Hormone secretion occurs in response to specific biochemical signals from a wide range of regulatory systems. Serum calcium concentration affects parathyroid hormone synthesis; blood sugar affects insulin synthesis; because the outputs of the stomach and exocrine pancreas become the input of the small intestine, the small intestine secretes hormones to stimulate the stomach and pancreas. The pancreas has both endocrine and exocrine functions. On one hand, it releases a number of hormones, including insulin and glucagon, into the bloodstream. But it also secretes a pancreatic juice that contains important digestive enzymes via ducts into the small intestine. 

Hormonal imbalance that happen as a result of exposure to toxins, an unbalanced lifestyle or thyroid issues or diabetes, can lead to serious health disorders. Trouble in sleeping may be a symptom for hormonal problems. Researchers believe that one week of camping, without electronics, can help the body synchronizes melatonin hormones with sunrise and sunset. More sunlight exposure for a man can likely elevate testosterone levels as there is a positive correlation between vitamin D and testosterone levels. Vitamin D is the only vitamin that is also a hormone. Its deficiency can lead to numerous mental illnesses such as depression and Schizophrenia. Diabetes is a disease in which the pancreas stops producing insulin, the hormone that regulates blood sugar levels. Besides, alcohol has widespread effects on the endocrine system. Alcohol can impair the regulation of blood-sugar levels by interfering with certain hormones, reduce testosterone levels in men by damaging the testes and increase the risk of osteoporosis. 

The endocrine system quickly secretes various hormones in response to stress at higher-than-normal levels in order to help the body mobilize more energy and adapt to new circumstances. The pituitary-adrenal axis starts releasing adrenaline to increase the volume of blood pumped out by the heart and the blood flowing to the skeletal muscles. Moreover, cortisol is a steroid hormone produced by the adrenal cortex and it is released in response to the stress and low blood-glucose concentration. It inhibits the peripheral use of glucose and decreases the growth of bone. During acute physical stress, the pituitary gland may also ramp up the secretion of the growth hormone, which enhances metabolic activity. But prolonged or frequent stressful events can lead to a number of endocrine disorders, including Graves' disease, gonadal dysfunction and obesity. 

In the late 19th century and early 20th century, many endocrine system studies were generated on dogs, rather than on more typical lab animals, such as mice and guinea pigs. In 1889, German physiologist Oskar Minkowski and German physician Josef von Mering induced diabetes in dogs by removing their pancreases. Five years later, English physiologist Sir Edward Albert Sharpey-Schafer and English physician George Oliver took extracts from the adrenal glands of dogs and injected them into other dogs, which resulted in hypertension and rapid heartbeat. 

Plants do not have an endocrine system or endocrine glands, unlike humans and other animals.
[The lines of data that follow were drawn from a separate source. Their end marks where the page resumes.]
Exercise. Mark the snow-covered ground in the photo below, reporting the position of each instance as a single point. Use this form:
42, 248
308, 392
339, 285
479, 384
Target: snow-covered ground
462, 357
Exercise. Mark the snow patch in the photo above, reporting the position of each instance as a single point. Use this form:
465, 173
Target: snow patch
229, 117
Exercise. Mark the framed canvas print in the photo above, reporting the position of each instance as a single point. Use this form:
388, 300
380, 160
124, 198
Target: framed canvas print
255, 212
But they do have hormones, which affect various processes related to plant growth, including gene expression, metabolism and cell division. Plant cells sometimes produce hormones to use locally, but they may also transport the chemicals to other areas using specialized elongated cells or other means. 

Hormones are the engineer of human essences to design the pathway fueling the activities of life significantly. The natural designs of many hormones with their structural and functional analogs are utilized as medications. Insulin, as mentioned earlier, is used by many diabetics. General preparations and compositions for utilizing in otolaryngology often contain pharmacologic equivalents of adrenaline. In dermatology, steroid and vitamin D creams are extensively prescribed. The most commonly prescribed hormones are estrogens and progestogens as methods of hormonal contraception and as hormone replacement therapy (HRT), thyroxine as levothyroxine for hypothyroidism and steroids for autoimmune diseases and several respiratory disorders.